I wonder when the big software players running their stuff on Win are going to complain. For me, I'm tied to Autodesk. If they would make their mind up and start a Linux version or support Proton (I don't see, why the advancement in the gaming world couldn't in principle be applied to productivity software) I would be away from MS at work instantly.

[–] random_character_a@lemmy.world 17 points 3 weeks ago (1 children)

Because linux users are haxors that will be pecking at their sortware DRM and create unofficial 3rd party pluings that make users life easier, but give dev teams a headache.

/s

[–] jj4211@lemmy.world 8 points 3 weeks ago

My career is supporting business Linux users, and to be honest I can see why people might be reluctant to take on the Linux users.

"Hey, we implemented a standard partition scheme that allocates almost all our space to /usr and /var, your installer using '/opt' doesn't give us room to work with" versus "Hey, your software went into /usr/local, but clearly the Linux filesystem standard is for such software to go into /opt". Good news is that Linux is flexible and sometimes you can point out "you can bind mount /opt to whatever you want" but then some of them will counter "that sounds like too much of a hack, change it the way we want". Now this example by itself is mostly simple enough, make this facet configurable. But rinse and repeat for just an insane amount of possible choices. Another group at my company supports Linux, but just as a whole virtual machine provided by the company, the user doesn't get to pick the distribution or even access bash on the thing, because they hate the concept of trying to support linux users.

Extra challenge, supporting an open source project with the Linux community. "I rewrote your database backend to force all reads to be aligned at 16k boundaries because I made a RAID of 4k disks and think 16k alignment would work really well with my storage setup, but ended up cramming up to 16k of garbage into some results and I'm going to complain about the data corruption and you won't know about my modification until we screen share and you try to trace and see some seeks that don't make sense".

[–] RobertoOberto@sh.itjust.works 5 points 3 weeks ago* (last edited 3 weeks ago)

I don't think most of them will.

  1. They will use enterprise editions internally, where their IT team will have much more control over behaviors they don't like at the group policy level than home users do.
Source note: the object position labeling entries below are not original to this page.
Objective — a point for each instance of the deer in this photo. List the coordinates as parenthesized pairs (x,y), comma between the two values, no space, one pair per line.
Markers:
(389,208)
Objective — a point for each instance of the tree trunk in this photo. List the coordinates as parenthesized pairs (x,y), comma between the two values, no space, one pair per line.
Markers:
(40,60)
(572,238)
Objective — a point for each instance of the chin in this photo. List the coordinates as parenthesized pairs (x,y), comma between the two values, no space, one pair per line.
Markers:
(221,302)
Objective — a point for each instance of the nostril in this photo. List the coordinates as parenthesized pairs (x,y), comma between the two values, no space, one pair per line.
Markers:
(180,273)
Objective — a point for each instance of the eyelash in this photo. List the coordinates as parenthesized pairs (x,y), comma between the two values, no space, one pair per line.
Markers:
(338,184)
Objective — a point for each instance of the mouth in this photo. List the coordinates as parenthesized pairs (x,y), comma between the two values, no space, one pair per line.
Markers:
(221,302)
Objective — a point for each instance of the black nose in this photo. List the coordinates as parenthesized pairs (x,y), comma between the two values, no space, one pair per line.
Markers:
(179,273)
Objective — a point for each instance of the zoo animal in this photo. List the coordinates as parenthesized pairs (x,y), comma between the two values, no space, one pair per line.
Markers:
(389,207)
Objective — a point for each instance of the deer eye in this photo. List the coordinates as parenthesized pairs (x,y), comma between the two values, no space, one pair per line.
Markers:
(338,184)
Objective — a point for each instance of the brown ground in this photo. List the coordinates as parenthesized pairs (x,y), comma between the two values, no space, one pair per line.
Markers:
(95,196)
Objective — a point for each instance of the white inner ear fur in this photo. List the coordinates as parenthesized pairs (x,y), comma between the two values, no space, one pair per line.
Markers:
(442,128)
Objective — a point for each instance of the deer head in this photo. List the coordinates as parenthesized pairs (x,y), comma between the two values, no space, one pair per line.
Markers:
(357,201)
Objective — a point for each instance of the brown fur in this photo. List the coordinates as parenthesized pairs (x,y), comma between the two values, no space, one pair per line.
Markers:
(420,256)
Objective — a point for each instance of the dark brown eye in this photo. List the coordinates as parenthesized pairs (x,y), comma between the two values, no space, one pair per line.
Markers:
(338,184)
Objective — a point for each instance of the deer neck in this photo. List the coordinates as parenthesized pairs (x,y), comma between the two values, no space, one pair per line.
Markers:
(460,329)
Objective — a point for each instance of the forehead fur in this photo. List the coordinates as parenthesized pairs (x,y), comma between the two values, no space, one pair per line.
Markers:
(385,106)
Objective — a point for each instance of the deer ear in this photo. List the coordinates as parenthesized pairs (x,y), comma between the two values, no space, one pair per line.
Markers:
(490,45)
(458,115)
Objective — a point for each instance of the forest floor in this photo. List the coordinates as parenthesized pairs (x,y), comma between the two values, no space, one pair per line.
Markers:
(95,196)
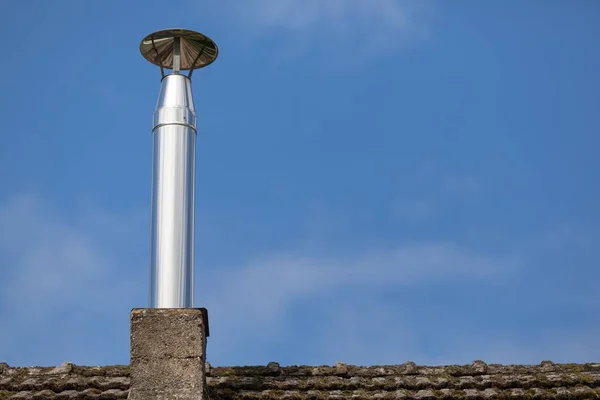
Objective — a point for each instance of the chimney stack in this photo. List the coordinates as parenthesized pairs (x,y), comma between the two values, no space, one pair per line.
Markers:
(168,340)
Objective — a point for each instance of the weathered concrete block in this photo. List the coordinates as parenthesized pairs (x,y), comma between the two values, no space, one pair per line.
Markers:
(168,353)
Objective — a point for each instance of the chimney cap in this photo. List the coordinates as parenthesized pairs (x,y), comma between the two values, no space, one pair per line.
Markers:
(196,50)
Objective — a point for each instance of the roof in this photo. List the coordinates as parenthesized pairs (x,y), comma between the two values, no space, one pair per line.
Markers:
(405,381)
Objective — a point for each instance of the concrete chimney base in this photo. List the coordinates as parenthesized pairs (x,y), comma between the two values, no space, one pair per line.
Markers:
(168,353)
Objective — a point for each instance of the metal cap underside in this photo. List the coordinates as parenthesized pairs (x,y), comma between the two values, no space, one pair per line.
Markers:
(195,49)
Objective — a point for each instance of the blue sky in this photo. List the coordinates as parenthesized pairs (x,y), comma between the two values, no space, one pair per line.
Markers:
(377,181)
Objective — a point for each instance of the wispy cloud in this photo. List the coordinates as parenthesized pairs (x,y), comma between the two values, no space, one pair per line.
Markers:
(352,30)
(68,281)
(66,284)
(250,305)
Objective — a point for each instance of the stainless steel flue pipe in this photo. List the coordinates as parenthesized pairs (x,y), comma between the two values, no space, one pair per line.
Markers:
(173,165)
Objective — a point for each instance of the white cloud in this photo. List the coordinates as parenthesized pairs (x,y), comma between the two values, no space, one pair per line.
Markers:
(65,283)
(250,305)
(352,30)
(68,281)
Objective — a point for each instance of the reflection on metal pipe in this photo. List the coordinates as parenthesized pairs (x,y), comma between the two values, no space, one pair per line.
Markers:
(172,238)
(173,165)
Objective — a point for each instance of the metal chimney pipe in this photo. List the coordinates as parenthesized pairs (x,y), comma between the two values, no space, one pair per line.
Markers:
(173,165)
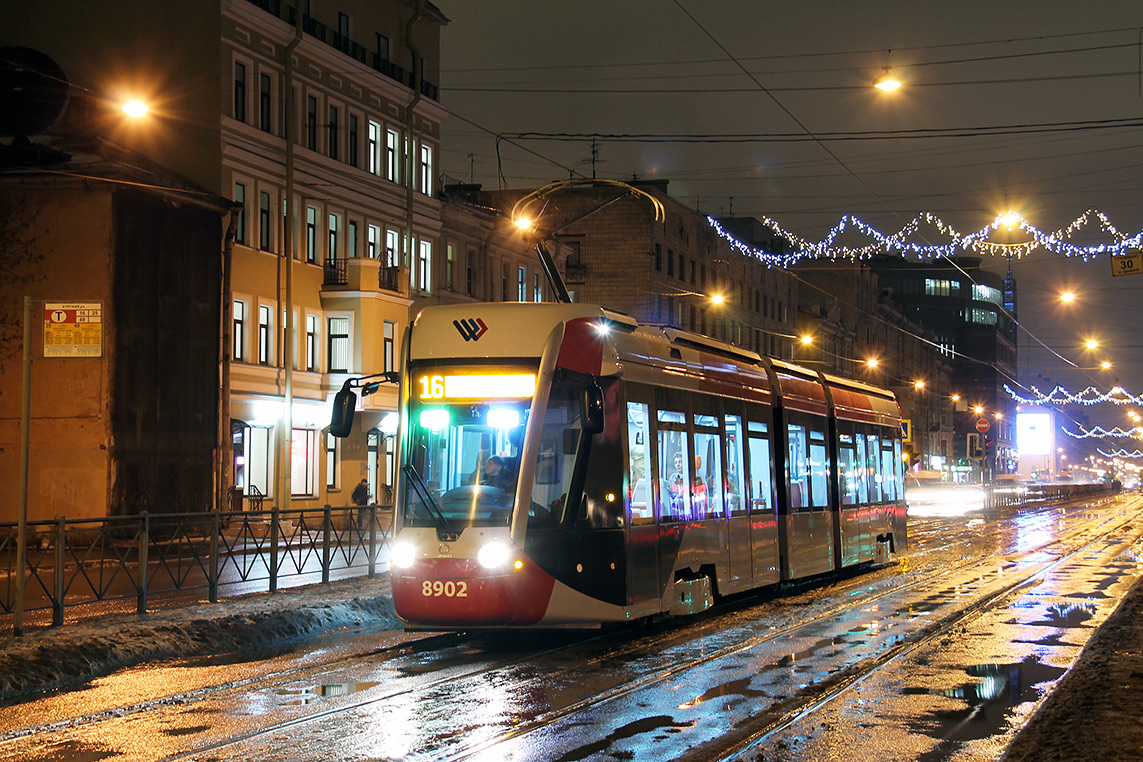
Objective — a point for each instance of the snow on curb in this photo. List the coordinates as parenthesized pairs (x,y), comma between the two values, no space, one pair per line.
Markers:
(70,656)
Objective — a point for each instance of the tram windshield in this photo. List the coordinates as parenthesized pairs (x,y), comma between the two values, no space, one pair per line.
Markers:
(464,448)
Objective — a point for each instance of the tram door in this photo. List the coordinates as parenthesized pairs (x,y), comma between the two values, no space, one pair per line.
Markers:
(642,532)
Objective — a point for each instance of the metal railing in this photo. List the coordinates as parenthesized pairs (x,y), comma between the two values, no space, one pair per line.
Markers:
(1031,494)
(78,561)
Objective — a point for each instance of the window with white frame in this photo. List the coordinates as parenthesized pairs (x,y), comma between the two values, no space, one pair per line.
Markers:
(265,334)
(240,223)
(392,154)
(392,248)
(239,329)
(334,231)
(424,265)
(426,169)
(389,351)
(303,462)
(338,344)
(311,342)
(333,457)
(374,241)
(374,152)
(311,234)
(264,225)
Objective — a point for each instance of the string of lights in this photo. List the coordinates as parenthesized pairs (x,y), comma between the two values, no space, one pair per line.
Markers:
(1103,433)
(1089,395)
(977,242)
(1121,454)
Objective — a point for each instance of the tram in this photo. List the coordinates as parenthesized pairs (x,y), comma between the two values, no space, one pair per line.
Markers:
(565,466)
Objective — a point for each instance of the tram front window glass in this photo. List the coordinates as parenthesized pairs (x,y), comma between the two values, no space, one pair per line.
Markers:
(759,470)
(466,456)
(735,504)
(818,467)
(847,472)
(640,503)
(873,466)
(673,459)
(861,471)
(798,465)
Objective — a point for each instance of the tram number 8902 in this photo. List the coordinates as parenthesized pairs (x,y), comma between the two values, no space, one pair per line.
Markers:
(438,588)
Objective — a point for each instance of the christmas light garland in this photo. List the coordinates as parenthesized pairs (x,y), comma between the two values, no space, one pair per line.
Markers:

  2. The executives at the big software conglomerates have the same AI boners that Microsoft does. They'll be looking for ways to integrate new Windows features and use them as selling points for their own products.

  3. They don't care about the privacy nightmare Windows has become because they implement and benefit from the same telemetry and data collection practices with their customers.

[–] DFX4509B@lemmy.wtf 2 points 3 weeks ago* (last edited 3 weeks ago)

Maya's had a Linux port for years now; problem is you need to be running RHEL to get support.

Of course they also could've just discontinued that port and made Maya Mac/Windows-only.